THAILAND should urgently review its policies, as it is “getting old before getting rich” with a rapid increase in the elderly population, according to the World Bank.
Philip O’Keefe, lead author of the bank’s “Live Long and Prosper: Ageing in East Asia and Pacific” report, told a briefing on Friday that Western countries were also ageing rapidly, but have had decades to prepare for that.
It took France 115 years for those aged 65 and over to move from 7 per cent to 14 per cent of its population. In other OECD countries, the transition took 50 years or more. In Thailand and some middle- to low-income countries in the East Asia and Pacific (EAP), it was just 20 years.
“Thailand and other developing countries have a shorter time to adjust attitudes,” O’Keefe said.
“It’s challenging to adjust people’s thinking and realisation [of lower-than-expected support from governments]. Importantly, their income is much lower [than Western countries].”
The “getting old before getting rich” dilemma is going to be true in Thailand, China, Vietnam and Myanmar.

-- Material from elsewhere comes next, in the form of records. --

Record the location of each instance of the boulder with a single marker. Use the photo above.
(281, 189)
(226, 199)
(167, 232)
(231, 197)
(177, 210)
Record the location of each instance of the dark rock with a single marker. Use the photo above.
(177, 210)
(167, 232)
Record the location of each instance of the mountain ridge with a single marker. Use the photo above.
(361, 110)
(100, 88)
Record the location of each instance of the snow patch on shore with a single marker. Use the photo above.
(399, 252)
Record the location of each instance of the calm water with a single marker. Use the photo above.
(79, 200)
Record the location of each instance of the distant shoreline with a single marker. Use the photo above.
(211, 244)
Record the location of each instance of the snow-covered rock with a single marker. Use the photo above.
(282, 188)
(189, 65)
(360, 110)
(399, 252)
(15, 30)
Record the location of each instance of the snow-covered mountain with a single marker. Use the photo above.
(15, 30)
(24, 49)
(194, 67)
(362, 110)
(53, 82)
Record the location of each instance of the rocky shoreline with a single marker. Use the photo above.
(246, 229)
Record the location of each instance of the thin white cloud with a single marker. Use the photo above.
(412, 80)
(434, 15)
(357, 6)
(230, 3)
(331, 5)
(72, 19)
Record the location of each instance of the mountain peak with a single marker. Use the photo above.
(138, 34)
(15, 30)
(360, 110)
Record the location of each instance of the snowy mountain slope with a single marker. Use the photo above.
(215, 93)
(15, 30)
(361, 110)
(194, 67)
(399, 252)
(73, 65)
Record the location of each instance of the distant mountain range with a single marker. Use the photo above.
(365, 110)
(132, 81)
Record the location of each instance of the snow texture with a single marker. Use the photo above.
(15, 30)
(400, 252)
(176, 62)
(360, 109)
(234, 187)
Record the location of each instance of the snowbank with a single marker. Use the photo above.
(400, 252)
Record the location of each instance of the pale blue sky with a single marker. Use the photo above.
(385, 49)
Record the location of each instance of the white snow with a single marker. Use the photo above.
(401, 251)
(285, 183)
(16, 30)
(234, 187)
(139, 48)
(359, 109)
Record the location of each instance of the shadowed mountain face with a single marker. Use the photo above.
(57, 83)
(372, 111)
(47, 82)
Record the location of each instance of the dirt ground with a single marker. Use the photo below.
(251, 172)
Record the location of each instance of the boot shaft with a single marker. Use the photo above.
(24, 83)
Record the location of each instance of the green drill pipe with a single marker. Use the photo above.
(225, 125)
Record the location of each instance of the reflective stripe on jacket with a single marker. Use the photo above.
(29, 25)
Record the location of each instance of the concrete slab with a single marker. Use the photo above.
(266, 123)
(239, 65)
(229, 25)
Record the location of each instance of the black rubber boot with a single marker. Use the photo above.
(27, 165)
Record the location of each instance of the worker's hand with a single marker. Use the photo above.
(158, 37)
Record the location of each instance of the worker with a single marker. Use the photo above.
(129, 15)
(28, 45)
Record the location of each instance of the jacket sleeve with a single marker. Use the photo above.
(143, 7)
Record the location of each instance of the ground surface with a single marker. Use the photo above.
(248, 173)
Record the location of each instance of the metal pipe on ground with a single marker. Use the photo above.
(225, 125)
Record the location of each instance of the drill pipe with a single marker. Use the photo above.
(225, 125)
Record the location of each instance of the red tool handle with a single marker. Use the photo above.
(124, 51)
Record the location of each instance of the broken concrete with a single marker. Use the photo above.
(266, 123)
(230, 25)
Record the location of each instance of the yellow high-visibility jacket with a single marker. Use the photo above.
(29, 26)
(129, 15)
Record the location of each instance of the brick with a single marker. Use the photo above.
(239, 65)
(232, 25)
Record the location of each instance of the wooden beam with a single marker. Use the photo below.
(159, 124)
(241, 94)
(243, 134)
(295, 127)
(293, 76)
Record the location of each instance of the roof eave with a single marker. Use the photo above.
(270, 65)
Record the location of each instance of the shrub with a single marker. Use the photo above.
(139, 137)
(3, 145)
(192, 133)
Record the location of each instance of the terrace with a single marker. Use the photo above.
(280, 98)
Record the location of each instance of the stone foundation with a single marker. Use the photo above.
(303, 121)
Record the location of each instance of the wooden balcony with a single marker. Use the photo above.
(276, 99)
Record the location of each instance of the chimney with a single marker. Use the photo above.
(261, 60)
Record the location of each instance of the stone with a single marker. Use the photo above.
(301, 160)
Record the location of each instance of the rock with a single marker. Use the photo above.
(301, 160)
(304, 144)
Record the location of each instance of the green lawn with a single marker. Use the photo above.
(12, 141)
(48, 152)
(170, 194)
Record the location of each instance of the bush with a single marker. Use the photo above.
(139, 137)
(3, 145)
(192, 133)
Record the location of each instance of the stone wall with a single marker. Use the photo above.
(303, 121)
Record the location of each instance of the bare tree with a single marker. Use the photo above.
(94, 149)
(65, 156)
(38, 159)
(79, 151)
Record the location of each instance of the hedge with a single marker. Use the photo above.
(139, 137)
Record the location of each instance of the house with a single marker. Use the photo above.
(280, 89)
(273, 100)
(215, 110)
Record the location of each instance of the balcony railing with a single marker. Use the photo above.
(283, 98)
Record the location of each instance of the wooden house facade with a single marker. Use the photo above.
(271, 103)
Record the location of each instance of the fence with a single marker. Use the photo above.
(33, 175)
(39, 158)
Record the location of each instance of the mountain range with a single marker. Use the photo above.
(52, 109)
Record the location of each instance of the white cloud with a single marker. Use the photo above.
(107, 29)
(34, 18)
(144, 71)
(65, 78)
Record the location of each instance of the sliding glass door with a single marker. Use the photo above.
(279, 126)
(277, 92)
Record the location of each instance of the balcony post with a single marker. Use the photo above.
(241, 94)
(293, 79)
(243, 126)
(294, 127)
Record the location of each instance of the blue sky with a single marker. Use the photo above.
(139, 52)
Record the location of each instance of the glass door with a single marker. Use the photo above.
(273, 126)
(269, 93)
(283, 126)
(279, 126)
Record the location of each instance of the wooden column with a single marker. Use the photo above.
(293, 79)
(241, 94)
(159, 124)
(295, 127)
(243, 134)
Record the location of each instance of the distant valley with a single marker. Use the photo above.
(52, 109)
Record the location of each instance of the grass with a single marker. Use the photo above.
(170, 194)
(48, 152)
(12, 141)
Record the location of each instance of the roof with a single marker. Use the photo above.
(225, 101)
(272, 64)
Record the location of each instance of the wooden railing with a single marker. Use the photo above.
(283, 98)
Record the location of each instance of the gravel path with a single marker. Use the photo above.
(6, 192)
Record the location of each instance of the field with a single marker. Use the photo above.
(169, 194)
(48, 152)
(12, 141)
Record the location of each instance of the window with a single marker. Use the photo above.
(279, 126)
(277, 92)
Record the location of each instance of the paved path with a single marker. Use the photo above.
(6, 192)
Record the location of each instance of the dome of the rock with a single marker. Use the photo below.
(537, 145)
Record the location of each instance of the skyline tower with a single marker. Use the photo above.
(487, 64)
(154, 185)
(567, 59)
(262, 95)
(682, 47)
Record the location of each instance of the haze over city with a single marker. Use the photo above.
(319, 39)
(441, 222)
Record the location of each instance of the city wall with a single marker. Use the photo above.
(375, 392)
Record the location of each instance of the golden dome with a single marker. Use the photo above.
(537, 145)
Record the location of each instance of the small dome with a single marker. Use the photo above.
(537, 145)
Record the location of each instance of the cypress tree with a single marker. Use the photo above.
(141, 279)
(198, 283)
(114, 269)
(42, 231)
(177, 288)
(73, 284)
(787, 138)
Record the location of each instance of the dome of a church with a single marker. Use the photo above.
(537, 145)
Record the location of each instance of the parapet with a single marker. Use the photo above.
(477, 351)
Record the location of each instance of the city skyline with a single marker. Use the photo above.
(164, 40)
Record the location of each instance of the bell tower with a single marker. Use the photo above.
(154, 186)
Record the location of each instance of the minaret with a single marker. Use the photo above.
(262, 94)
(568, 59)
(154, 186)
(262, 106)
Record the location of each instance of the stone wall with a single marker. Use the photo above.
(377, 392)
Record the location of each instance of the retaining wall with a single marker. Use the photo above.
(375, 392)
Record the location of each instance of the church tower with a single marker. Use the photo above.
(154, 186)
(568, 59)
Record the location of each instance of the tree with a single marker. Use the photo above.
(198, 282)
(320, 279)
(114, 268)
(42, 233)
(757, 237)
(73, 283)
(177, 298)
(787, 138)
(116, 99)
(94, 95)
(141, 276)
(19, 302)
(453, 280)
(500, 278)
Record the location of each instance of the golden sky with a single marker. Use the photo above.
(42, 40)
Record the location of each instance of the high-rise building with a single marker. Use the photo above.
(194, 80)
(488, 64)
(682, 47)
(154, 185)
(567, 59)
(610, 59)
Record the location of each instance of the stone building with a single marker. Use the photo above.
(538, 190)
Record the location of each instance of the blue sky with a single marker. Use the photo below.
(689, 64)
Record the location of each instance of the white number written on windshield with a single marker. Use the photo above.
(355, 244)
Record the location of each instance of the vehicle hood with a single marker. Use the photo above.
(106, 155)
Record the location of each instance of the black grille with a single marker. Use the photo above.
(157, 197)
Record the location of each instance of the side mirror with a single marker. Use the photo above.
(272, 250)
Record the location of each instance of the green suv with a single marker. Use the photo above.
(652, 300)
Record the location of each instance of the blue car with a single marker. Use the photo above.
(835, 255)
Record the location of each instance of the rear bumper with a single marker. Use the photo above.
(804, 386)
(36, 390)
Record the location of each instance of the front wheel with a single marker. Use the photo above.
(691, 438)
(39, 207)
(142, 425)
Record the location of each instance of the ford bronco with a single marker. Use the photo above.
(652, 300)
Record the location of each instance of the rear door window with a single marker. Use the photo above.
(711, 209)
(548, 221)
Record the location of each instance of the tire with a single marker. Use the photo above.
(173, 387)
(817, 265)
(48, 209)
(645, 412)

The shrinkage of Thailand’s labour force of those aged 15-64 is forecast to be over 10 per cent from 2010-40, the sharpest among developing economies and compared to just 4 per cent in Vietnam.
In the same period, other middle- to low-income countries are expected to still be experiencing an expansion in that demographic – from 2 per cent in Malaysia to nearly 10 per cent in Laos and Timor-Leste.
This requires Thailand to review its economic strategy – how it will compete with other countries.
The ageing population structure amid a depleting labour force is putting pressure on EAP countries’ fiscal foundations and economies.
In most defined benefit schemes in developing EAP countries, cash-flow deficits are expected to emerge at between 1.4-4.5 per cent of gross domestic product by 2040.
Ageing populations account for about one-third of the projected increase in public-health spending in several developing countries in the region.
The situation is particularly grave when most of the elderly rely on their own income and are not supported by their families or the government. Despite that, most people have high expectations for states supporting the elderly.
Thailand’s labour force is now at its peak, suggesting that without acting now, the country could slide into serious financial problems.
When many Thais grow old, they will need state support since the household savings rate is below 10 per cent of gross domestic product versus household debt of 80 per cent of GDP. Thailand also launched its pension system late – 1998.
“Thailand’s demographic dividend is exhausted right now … Thailand is more vulnerable than most countries. It’s very urgent,” O’Keefe said.
Thailand should take into consideration “from womb to tomb” care, with a policy that covers a person’s lifecycle.
The focus should be on four areas – boosting the fertility rate, increasing female labour participation, raising the retirement age and welcoming more migrant workers.
The fertility rate could rise if there were a policy that combines work with family formation, and higher productivity could be achieved if education quality was improved. Incentives for training among young adults are needed.
“Thailand is weak in its lifelong learning system. Developing the system is significant for countries in the region, rich or poor,” O’Keefe said.
The contribution rate may need to be revised up. The healthcare system must also be reformed to address the ageing issue, with the inclusion of more home- and community-based care.